Even today, VIRT remains reasonably valued in a market of richly valued stocks, with a 10.8x forward P / E ratio and a 2.6% dividend yield. Even more impressively are its numerous high return on investment organic growth initiatives as well as its very aggressive share buyback program. In a little over a year since initiating the buyback program, VIRT has reduced its share count (net of stock-based compensation) by 6.4%.

On the most recent earnings callthe CEO expressed optimism that organic growth initiatives in areas like options, fixed income, and cryptocurrency in particular would continue to grow successfully and add to the company’s baseline profitability, and management hinted at continued strong performance by stating that they continue to outperform the broader market metrics.

While VIRT is way up for us from when we bought it for our real money portfolio at High Yield Investor, it remains an attractive pick for portfolio insurance. It is essentially a way of owning the S&P Volatility Index (VIX) but with the bonus of receiving a nice quarterly dividend and steady growth via organic growth initiatives, occasional strategic acquisitions, and share buybacks. VIRT remains firmly in BUY territory, and we plan to continue holding it as a nice portfolio diversifier.

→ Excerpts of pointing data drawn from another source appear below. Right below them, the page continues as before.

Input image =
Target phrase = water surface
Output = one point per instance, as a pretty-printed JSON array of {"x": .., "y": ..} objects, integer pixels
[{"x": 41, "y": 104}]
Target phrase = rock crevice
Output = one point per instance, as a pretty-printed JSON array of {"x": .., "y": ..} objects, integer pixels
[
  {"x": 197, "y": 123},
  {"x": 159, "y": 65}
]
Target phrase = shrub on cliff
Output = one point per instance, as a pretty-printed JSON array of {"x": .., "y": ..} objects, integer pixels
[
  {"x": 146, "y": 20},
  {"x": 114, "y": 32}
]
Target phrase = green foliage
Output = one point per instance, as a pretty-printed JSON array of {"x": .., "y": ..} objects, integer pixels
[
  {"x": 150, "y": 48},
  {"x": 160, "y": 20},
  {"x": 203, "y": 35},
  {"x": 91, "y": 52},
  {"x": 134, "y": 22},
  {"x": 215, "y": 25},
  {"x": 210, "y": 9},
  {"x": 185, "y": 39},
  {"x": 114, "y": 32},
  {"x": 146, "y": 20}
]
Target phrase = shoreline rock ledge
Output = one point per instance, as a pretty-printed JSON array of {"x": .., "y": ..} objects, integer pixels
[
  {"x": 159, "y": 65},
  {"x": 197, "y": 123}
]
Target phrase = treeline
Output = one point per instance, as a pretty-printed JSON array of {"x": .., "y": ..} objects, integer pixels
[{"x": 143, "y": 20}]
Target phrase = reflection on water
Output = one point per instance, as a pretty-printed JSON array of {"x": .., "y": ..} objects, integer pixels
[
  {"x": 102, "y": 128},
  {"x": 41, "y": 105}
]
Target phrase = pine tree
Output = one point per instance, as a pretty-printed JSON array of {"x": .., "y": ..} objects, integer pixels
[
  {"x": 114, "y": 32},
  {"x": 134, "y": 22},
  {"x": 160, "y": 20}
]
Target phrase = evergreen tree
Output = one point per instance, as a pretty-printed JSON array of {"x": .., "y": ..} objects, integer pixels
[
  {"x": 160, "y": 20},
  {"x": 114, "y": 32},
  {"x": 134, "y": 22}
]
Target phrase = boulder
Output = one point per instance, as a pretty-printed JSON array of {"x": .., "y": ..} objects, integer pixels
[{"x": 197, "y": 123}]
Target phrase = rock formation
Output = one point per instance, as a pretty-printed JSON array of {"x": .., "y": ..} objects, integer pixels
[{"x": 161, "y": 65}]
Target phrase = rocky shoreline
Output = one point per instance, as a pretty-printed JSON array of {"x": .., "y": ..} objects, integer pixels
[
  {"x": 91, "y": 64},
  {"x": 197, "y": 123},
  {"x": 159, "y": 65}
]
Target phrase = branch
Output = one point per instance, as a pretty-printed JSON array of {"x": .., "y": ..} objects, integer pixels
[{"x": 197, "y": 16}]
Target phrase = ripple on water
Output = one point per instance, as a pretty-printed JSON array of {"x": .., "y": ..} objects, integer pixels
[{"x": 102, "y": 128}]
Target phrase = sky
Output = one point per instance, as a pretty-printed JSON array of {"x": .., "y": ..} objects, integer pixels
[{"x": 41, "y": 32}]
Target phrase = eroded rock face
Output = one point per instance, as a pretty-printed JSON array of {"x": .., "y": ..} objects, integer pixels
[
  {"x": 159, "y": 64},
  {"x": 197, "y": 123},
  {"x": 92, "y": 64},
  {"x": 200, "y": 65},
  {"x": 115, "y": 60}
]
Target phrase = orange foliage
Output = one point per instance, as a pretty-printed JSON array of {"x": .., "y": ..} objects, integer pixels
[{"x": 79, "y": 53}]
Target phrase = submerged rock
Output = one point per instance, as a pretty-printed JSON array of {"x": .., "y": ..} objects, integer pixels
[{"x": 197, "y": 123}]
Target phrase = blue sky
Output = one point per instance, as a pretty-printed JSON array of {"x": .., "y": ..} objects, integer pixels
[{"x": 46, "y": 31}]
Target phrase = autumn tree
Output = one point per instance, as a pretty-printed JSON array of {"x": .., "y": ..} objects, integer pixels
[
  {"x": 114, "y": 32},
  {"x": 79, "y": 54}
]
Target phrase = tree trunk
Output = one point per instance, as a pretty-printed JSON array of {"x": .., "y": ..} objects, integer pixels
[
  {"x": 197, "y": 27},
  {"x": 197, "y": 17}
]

If / when the next major market crash comes, we plan on capitalizing on the boost to VIRT by trimming our position and recycling the proceeds into attractive opportunities. For that reason, we currently hold an overweight position in VIRT.

Investor Takeaway

While we have been very blessed to have seen our portfolio rise substantially over the past six months even as the broader market has declined, we are not resting on our laurels or taking anything for granted.

Given Charlie Munger’s ominous musings concerning the stock market’s outlook, we are being more cautious than ever. We believe that by overweighting dividend paying stocks like VIRT that benefit from increased market volatility and have seen a surge in profitability (and share price) during past market declines, we are able to optimize our risk-reward.

As a result, we can remain fully invested in a portfolio of high quality undervalued stocks that pays a 5% -6% weighted average yield while sleeping well at night.